Merkle-Patricia tree

Specifications

As mentioned above, our commitment scheme uses a binary Merkle-Patricia tree with the Pedersen hash function. Each node in the tree is represented by a triplet \((length, path, bottom)\).

The actual data is placed in the leaves, and a leaf node with data \(x\) is encoded by the triplet \((0,0,x)\). Empty nodes (leaves or internal) are encoded by the zero triplet \((0,0,0)\).
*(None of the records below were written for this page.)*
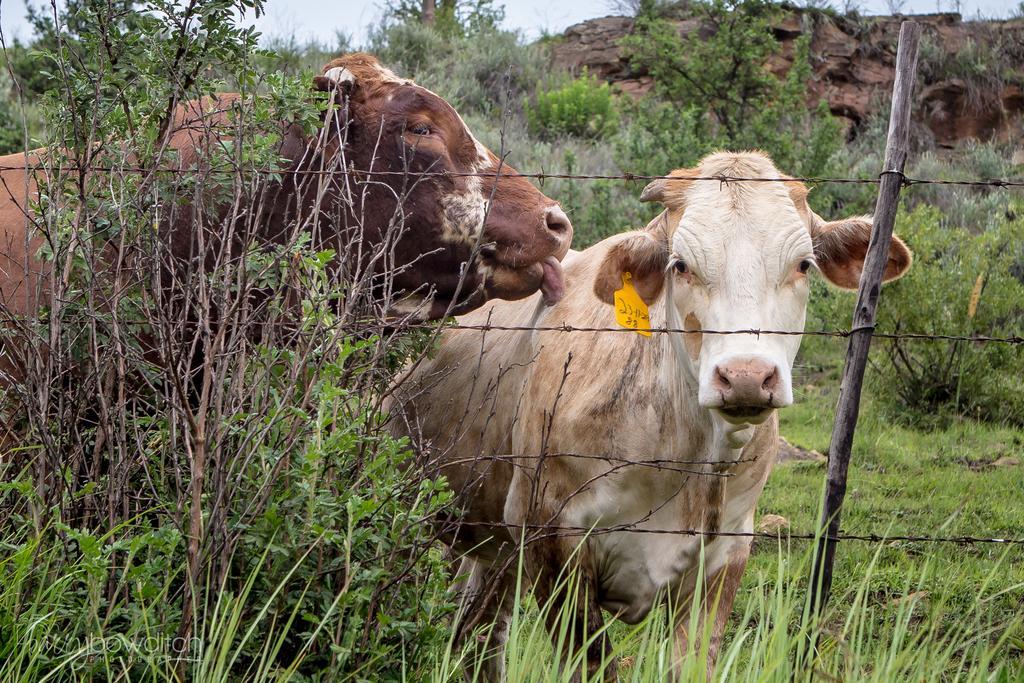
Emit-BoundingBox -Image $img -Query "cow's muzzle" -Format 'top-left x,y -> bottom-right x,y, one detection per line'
482,205 -> 572,305
707,357 -> 786,424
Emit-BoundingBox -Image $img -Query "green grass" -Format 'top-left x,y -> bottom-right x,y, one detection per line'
772,350 -> 1024,618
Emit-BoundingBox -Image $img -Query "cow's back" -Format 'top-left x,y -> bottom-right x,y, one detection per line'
0,98 -> 242,323
388,250 -> 599,469
0,151 -> 47,320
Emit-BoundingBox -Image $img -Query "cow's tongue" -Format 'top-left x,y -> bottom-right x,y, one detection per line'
540,255 -> 565,306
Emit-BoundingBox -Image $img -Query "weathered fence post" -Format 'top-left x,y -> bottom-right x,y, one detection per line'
807,20 -> 922,617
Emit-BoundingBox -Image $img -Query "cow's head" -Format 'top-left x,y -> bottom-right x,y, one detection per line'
312,53 -> 571,318
594,151 -> 911,428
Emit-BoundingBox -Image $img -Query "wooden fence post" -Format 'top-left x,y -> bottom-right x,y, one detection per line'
807,20 -> 922,617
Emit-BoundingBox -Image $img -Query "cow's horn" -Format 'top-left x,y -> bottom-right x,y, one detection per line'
323,66 -> 356,85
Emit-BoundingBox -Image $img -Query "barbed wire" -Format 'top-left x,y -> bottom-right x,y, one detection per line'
3,312 -> 1020,345
429,452 -> 1022,547
449,519 -> 1024,546
3,313 -> 1020,345
430,452 -> 761,477
426,323 -> 1024,345
1,163 -> 1022,189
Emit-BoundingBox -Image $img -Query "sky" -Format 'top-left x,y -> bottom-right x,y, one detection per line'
0,0 -> 1016,49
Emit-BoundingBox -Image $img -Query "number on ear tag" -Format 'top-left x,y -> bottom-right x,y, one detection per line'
613,272 -> 651,337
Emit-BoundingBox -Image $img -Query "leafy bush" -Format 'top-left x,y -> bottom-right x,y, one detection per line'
918,33 -> 1024,95
0,367 -> 455,680
0,96 -> 24,155
555,149 -> 656,245
807,204 -> 1024,425
526,72 -> 620,140
370,20 -> 450,75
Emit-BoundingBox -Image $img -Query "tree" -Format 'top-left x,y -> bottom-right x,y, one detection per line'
623,0 -> 783,142
5,0 -> 146,96
384,0 -> 505,37
422,0 -> 437,25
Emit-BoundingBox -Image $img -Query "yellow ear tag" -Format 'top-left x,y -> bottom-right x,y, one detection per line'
613,272 -> 651,337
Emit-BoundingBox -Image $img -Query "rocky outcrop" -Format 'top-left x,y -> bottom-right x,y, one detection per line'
920,81 -> 1024,147
550,9 -> 1024,147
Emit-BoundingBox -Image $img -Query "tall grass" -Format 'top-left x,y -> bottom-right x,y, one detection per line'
6,520 -> 1018,681
432,541 -> 1022,681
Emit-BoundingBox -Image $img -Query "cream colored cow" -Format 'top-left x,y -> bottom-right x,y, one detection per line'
388,151 -> 911,681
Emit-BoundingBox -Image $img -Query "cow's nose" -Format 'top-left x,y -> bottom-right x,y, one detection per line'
543,205 -> 572,259
711,358 -> 779,407
545,205 -> 572,236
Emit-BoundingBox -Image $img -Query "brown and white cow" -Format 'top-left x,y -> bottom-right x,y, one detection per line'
389,151 -> 911,681
0,52 -> 570,325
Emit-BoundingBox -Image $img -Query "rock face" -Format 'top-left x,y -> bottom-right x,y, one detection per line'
550,10 -> 1024,147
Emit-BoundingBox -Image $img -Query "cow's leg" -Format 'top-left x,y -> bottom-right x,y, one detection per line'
671,542 -> 751,680
452,557 -> 515,683
527,543 -> 616,683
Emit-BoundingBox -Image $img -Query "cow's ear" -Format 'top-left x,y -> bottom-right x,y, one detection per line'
812,216 -> 913,290
593,231 -> 670,305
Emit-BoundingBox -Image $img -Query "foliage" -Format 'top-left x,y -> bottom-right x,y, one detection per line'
257,32 -> 351,78
623,0 -> 782,140
0,372 -> 454,680
3,0 -> 148,97
807,204 -> 1024,426
621,0 -> 844,176
525,72 -> 620,140
555,148 -> 655,245
616,0 -> 701,19
0,70 -> 29,154
918,33 -> 1024,93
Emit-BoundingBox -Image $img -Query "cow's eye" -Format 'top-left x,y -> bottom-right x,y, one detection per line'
674,259 -> 688,274
408,123 -> 431,136
798,259 -> 812,274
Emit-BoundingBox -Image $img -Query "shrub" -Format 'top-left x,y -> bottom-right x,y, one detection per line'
806,204 -> 1024,426
370,20 -> 450,76
256,31 -> 351,78
0,96 -> 24,155
0,2 -> 457,680
612,97 -> 713,177
526,72 -> 620,140
918,33 -> 1024,96
372,23 -> 548,115
555,149 -> 655,245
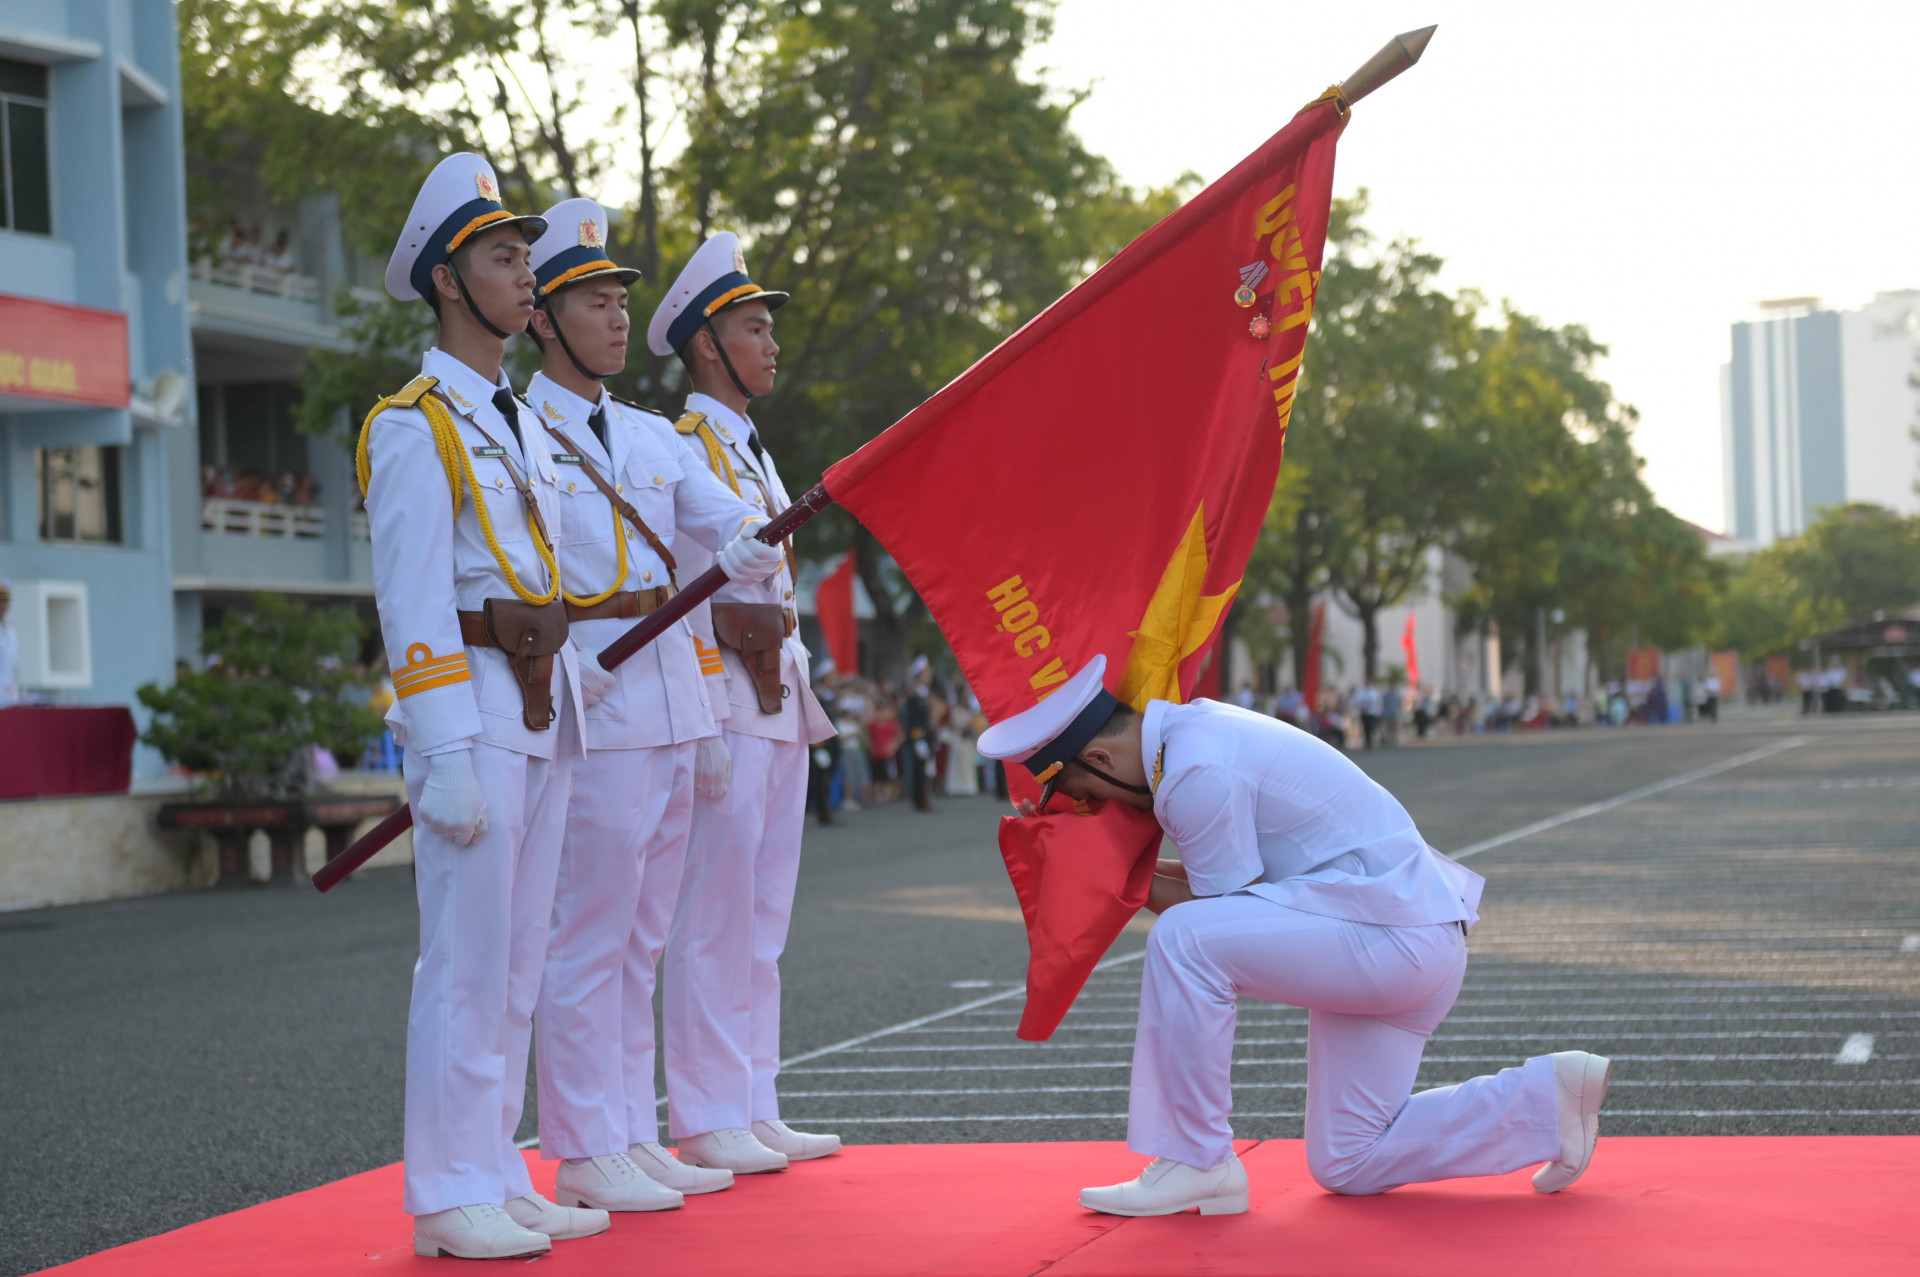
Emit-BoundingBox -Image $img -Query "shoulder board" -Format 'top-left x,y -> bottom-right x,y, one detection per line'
609,393 -> 673,422
673,411 -> 709,436
386,375 -> 439,409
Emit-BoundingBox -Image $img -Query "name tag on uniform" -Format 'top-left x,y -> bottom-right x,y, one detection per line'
552,453 -> 585,465
471,445 -> 507,458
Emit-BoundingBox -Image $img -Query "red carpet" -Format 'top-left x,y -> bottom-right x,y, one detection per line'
40,1138 -> 1918,1276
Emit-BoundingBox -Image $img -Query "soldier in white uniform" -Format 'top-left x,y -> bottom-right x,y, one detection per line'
364,153 -> 606,1259
518,199 -> 783,1211
978,656 -> 1613,1217
647,233 -> 839,1172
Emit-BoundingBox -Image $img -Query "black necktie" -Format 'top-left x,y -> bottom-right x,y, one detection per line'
491,388 -> 519,427
588,403 -> 609,451
746,427 -> 765,463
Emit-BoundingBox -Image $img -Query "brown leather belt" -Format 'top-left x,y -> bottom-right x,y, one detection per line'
564,586 -> 673,623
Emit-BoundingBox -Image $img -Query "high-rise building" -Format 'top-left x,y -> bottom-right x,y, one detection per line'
1721,292 -> 1920,548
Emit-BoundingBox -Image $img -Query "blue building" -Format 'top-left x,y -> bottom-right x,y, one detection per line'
0,0 -> 192,778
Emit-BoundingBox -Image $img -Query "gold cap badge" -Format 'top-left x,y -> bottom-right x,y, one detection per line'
579,219 -> 602,248
732,246 -> 748,274
475,172 -> 500,202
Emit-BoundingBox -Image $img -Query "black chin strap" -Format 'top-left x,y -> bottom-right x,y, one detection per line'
447,259 -> 512,341
702,318 -> 757,400
1068,757 -> 1154,796
538,296 -> 618,383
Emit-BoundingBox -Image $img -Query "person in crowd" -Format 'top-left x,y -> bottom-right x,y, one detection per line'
1355,680 -> 1384,749
1698,671 -> 1721,723
0,579 -> 18,708
943,681 -> 983,796
901,657 -> 935,812
263,229 -> 297,273
1381,682 -> 1403,747
867,689 -> 901,803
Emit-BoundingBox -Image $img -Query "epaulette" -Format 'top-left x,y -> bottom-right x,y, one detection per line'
610,393 -> 675,422
673,410 -> 709,435
387,374 -> 440,409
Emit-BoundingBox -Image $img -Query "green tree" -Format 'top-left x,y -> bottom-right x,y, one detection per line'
138,594 -> 383,799
1712,504 -> 1920,658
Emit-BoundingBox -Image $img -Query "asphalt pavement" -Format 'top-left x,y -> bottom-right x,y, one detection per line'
3,707 -> 1916,1274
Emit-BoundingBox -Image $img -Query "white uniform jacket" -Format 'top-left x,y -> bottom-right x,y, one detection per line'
1143,699 -> 1483,927
525,372 -> 766,750
671,393 -> 833,745
364,348 -> 585,760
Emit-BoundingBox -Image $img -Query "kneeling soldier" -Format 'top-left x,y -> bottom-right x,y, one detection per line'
367,154 -> 603,1259
979,657 -> 1613,1216
520,199 -> 784,1210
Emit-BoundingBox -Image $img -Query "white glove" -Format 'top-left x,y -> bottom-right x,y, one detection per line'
417,749 -> 488,847
717,520 -> 785,583
576,645 -> 614,708
694,734 -> 732,799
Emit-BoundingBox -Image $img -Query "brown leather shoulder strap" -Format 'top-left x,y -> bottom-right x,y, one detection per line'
430,389 -> 559,557
546,423 -> 678,586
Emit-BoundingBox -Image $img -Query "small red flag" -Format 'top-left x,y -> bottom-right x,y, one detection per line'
825,102 -> 1342,1038
814,552 -> 859,674
1400,613 -> 1420,688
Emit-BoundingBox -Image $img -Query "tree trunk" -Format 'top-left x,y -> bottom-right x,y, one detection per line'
1359,603 -> 1379,683
624,0 -> 660,280
1286,582 -> 1315,692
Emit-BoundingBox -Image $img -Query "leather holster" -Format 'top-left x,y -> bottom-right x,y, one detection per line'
710,601 -> 788,714
459,597 -> 570,730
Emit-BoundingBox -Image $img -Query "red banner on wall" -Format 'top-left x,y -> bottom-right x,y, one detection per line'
0,292 -> 130,408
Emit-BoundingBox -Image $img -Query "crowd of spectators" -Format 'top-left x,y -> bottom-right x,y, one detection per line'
806,656 -> 998,823
201,464 -> 320,508
212,219 -> 298,273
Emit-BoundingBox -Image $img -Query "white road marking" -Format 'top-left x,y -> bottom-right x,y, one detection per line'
1447,737 -> 1811,860
1901,935 -> 1920,954
775,949 -> 1147,1070
947,980 -> 996,988
1836,1033 -> 1877,1065
781,1079 -> 1920,1100
788,1109 -> 1920,1125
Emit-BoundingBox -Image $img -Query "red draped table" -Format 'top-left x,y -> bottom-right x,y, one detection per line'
0,705 -> 138,800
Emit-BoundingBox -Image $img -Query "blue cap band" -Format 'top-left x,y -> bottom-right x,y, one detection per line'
1023,687 -> 1121,778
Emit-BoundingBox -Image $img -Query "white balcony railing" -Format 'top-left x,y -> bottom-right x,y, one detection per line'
203,498 -> 327,539
191,257 -> 323,303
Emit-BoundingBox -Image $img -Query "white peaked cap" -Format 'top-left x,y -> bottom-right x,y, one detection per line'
976,655 -> 1125,811
647,230 -> 789,357
385,153 -> 547,302
528,197 -> 640,296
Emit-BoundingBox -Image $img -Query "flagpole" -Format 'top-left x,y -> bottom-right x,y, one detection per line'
1334,25 -> 1437,108
312,484 -> 839,892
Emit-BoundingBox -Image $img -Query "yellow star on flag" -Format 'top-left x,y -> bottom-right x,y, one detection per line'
1116,503 -> 1239,709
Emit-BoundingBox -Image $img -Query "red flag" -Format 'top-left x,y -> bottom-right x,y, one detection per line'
814,552 -> 859,674
1400,613 -> 1419,688
1302,601 -> 1325,711
825,103 -> 1342,1038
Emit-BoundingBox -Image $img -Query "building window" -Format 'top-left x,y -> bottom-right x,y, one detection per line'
37,446 -> 124,544
0,57 -> 51,235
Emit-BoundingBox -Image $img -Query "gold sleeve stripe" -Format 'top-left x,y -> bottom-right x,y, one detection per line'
394,643 -> 472,698
394,656 -> 469,687
394,667 -> 472,699
699,658 -> 725,675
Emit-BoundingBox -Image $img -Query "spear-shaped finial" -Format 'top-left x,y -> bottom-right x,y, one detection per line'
1338,25 -> 1437,108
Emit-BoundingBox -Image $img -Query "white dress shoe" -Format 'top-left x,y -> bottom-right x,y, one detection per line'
503,1191 -> 611,1240
675,1127 -> 789,1174
752,1118 -> 842,1161
1534,1050 -> 1613,1193
1080,1154 -> 1250,1217
554,1151 -> 686,1212
629,1140 -> 735,1194
412,1203 -> 553,1259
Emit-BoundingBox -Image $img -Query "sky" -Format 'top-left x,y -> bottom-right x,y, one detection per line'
1027,1 -> 1920,532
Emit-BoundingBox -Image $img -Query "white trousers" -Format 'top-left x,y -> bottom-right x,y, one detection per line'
1130,893 -> 1561,1193
663,732 -> 809,1137
403,720 -> 575,1216
535,740 -> 696,1157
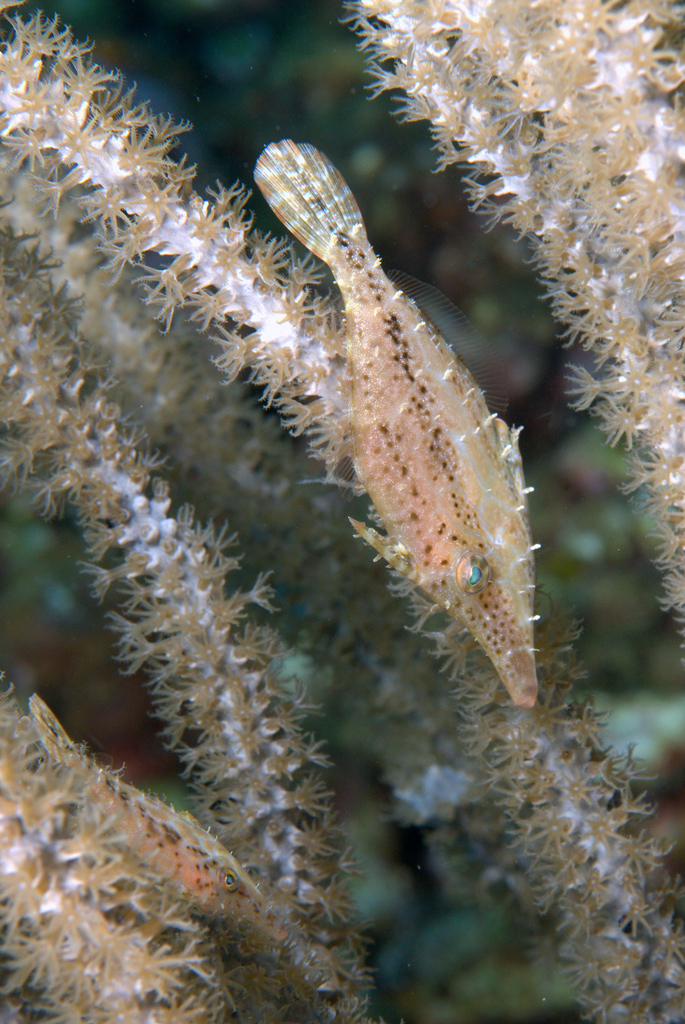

A subtree rooted at a node \((length, path, bottom)\) has a single non-empty subtree, rooted at the node obtained by following the path specified by \(path\).

\(path\) is an integer in \([0, 2^{length}-1]\), and the binary expansion of \(path\) indicates how should we proceed along the tree, where the first step is indicated by the most significant bit, and \(0,1\) are interpreted as left, right correspondingly.

Note that the reason that length is specified and cannot be deduced from \(path\) is that we’re dealing with field elements of fixed size (251 bits each). For a node with \(length>0\), following \(path\) leads the highest node whose both right and left child are none empty.

The following rules specify how the tree is constructed from a given set of leaves:

The hash of a node \(N =(length, path, bottom)\), denoted by \(H(N)\), is:

\[H(N)=\begin{cases} bottom, & \text{if } length = 0 \\ h(bottom, path) + length, & \text{otherwise} \end{cases}\]

Note that any arithmetic operations in the above are done in our field.

We can now proceed to recursively define the nodes in the trie. The triplet representing the parent of the nodes \(left=(\ell_L, p_L, b_L)\), \(right=(\ell_R, p_R, b_R)\) is given by:

\[parent= \begin{cases} (0,0,0), & \text{if } left=right=(0,0,0)\\ (\ell_L + 1, p_L, b_L), & \text{if } right=(0,0,0) \text{ and } left \neq (0,0,0)\\ (\ell_R + 1, p_R + 2^{\ell_R}, b_R), & \text{if } right\neq (0,0,0) \text{ and } left = (0,0,0)\\ (0, 0, h(H(left), H(right))), & \text{otherwise} \end{cases}\]

Example Trie

We now show an example of the construction of a height 3 Merkle-Patricia tree from the leaves \([0,0,1,0,0,1,0,0]\):

Where \(r=h(H(2,2,1),H((2,1,1))\). Note that in our example there is no skipping from the root (length is zero), so the final commitment to the tree will be \(H((0,0,r))=r\).

Suppose that we want to prove, with respect to the commitment we have just computed, that the value of the leaf whose path is given by \(101\) is \(1\). In a standard Merkle tree, the proof would have consisted of data from three nodes (siblings along the path to the root).

Here, since the tree is sparse, we only need to send the two children of the root \((2,2,1), (2,1,1)\). This suffices to reproduce the commitment \(r\), and since the height of the tree, \(3\), is known and fixed, we know that the path \(01\) of length \(2\) specified by the right child \((2,1,1)\) leads us to the desired leaf.